Caution is indeed necessary, because one slip by a programmer (as we shall see when we look at the GotoFail vulnerability later in this chapter) can easily result in disastrous consequences. The root of the problem is the great fragility and complexity of large modern software systems, which are only expected to grow in the future. Professional developers know how to test and debug code, but security is another matter, because vulnerable code works fine absent a diligent attack.

Software designers create idealized conceptions that, by virtue of not yet being realized, can even be perfectly secure in theory. But making software that actually works introduces new levels of complexity and requires fleshing out details beyond the design, all of which inevitably carries the risk of security problems. The good news is that perfection isn’t the goal, and the coding failure modes that account for most of the common vulnerabilities are both well understood and not that difficult to get right. The trick is constant vigilance and “getting your eyes on” for dangerous flaws in code. This chapter presents a few concepts that should help you get a good grasp of what secure versus vulnerable code looks like, along with some examples.

Malicious Influence

When thinking about secure coding, a key consideration is understanding how attackers potentially influence running code. Think of a big, complicated machine purring away smoothly, and then a prankster who takes a stick and starts poking it into the mechanism. Some parts, such as the cylinders of a gasoline engine, will be completely protected within the block, while other parts, such as a fan belt, are exposed, making it easy to jamb something in, causing a failure. This is analogous to how attackers prod systems when attempting to penetrate them: they start from the attack surface and use cleverly crafted, unexpected inputs to try and foul the mechanism, then attempt to trick code inside the system into doing their bidding.

Untrusted inputs potentially influence code in two ways: directly and indirectly. Beginning wherever they can inject some untrusted input—say, the string “BOO!”—they experiment in hopes that their data will avoid rejection and propagate deeper into the system. Working down through layers of I/O and various interfaces, the string “BOO!” typically will find its way into a number of code paths, and its influence permeates deeper into the system. Occasionally the untrusted data and code interaction triggers a bug, or by-design functionality that may have an unfortunate side effect. A web search for “BOO!” may involve hundreds of computers in a datacenter, each contributing a little to the search result. As a result, the string must get written to memory in many thousands of places. That’s a lot of influence spread, and if there is even a minuscule chance of harm, it could be dangerous.
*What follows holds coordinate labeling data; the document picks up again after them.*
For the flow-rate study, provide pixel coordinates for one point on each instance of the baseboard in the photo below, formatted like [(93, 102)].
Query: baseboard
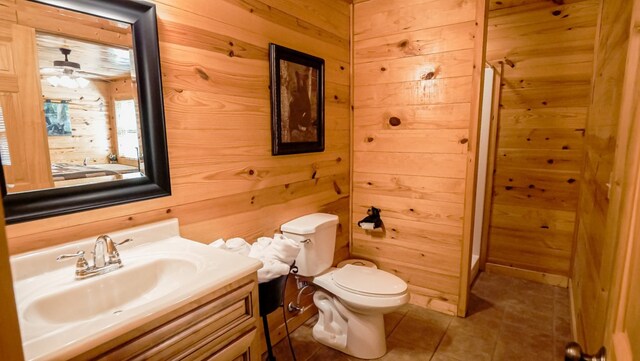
[(574, 315), (474, 272), (541, 277)]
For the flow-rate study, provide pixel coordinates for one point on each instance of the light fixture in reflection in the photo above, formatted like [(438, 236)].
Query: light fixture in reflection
[(68, 81), (69, 78)]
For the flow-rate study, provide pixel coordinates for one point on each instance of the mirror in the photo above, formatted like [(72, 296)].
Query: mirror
[(84, 128)]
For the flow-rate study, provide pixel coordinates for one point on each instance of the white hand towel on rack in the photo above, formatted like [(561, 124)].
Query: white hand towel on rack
[(282, 249)]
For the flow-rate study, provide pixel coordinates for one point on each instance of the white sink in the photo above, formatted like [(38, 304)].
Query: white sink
[(129, 287), (61, 317)]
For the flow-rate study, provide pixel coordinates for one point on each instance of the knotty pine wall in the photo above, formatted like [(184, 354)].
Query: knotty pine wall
[(595, 246), (547, 51), (413, 95), (89, 110), (225, 182)]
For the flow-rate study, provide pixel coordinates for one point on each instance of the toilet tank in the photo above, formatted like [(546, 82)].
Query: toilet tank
[(316, 254)]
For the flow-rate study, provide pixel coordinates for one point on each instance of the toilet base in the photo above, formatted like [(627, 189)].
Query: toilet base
[(353, 333)]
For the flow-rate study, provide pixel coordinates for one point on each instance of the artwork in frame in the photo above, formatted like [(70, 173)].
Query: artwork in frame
[(56, 115), (297, 101)]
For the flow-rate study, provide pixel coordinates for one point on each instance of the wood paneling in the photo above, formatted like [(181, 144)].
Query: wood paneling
[(547, 52), (225, 183), (598, 206), (414, 74), (24, 118), (89, 110)]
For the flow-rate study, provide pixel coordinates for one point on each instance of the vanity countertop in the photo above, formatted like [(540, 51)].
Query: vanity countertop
[(61, 317)]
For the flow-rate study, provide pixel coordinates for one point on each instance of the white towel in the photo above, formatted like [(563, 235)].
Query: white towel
[(258, 247), (238, 245), (218, 243), (272, 269), (282, 249)]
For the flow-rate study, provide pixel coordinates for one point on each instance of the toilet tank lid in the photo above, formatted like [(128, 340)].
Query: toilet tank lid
[(309, 223)]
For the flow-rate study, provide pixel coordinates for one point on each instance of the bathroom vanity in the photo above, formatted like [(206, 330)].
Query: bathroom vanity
[(172, 299)]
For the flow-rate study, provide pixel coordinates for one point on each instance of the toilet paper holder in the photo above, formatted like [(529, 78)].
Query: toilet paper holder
[(372, 221)]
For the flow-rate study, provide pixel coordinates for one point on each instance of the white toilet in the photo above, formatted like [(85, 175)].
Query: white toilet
[(351, 300)]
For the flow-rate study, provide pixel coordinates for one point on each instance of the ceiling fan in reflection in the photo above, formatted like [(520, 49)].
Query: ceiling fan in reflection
[(65, 73)]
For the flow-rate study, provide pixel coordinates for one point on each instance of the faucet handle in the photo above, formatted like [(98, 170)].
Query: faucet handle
[(81, 264), (112, 251), (79, 254), (125, 241)]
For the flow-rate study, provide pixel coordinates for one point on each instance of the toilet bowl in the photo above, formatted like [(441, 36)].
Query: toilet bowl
[(351, 300)]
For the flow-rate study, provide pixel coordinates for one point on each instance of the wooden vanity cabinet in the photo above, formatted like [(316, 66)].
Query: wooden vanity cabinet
[(220, 326)]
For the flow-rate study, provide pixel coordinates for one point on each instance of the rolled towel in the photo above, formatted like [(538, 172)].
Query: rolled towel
[(258, 247), (238, 245), (282, 249), (271, 269), (218, 243)]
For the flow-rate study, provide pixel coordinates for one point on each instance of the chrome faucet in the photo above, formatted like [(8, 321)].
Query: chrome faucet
[(105, 258)]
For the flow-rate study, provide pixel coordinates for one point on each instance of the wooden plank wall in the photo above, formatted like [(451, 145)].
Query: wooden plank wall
[(90, 126), (225, 182), (413, 90), (547, 49), (597, 213)]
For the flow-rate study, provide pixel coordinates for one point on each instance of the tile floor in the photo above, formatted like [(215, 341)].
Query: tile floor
[(509, 320)]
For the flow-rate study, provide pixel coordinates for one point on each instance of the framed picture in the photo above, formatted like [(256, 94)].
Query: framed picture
[(56, 114), (297, 101)]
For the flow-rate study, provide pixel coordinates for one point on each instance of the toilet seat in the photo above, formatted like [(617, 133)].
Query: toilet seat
[(368, 281), (360, 301)]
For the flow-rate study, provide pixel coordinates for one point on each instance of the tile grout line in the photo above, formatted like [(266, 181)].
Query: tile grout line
[(440, 340), (396, 326), (501, 329)]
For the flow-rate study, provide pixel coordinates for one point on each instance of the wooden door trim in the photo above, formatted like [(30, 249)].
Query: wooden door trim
[(491, 164), (482, 13), (627, 183)]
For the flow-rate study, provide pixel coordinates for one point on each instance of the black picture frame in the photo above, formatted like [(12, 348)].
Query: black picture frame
[(32, 205), (297, 101)]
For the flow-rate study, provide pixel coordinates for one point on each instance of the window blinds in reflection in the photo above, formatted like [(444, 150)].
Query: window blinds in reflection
[(4, 144)]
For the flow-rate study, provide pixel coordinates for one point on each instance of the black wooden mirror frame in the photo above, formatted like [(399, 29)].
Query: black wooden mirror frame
[(31, 205)]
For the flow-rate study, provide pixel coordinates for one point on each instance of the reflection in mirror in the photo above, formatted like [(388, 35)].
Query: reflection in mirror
[(82, 123), (90, 110)]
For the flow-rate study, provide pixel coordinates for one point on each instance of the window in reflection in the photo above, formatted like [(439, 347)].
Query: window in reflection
[(5, 156), (127, 128)]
The technical term for this kind of influence of data on code is tainting, and a few languages have implemented features to track it. The Perl interpreter can track tainting for the purpose of mitigating injection attacks (covered in Chapter 10). Early versions of JavaScript had taint checking for similar reasons, though it has long since been removed due to lack of use. Still, the concept of influence on code by data from untrusted sources is important to understand to prevent vulnerabilities.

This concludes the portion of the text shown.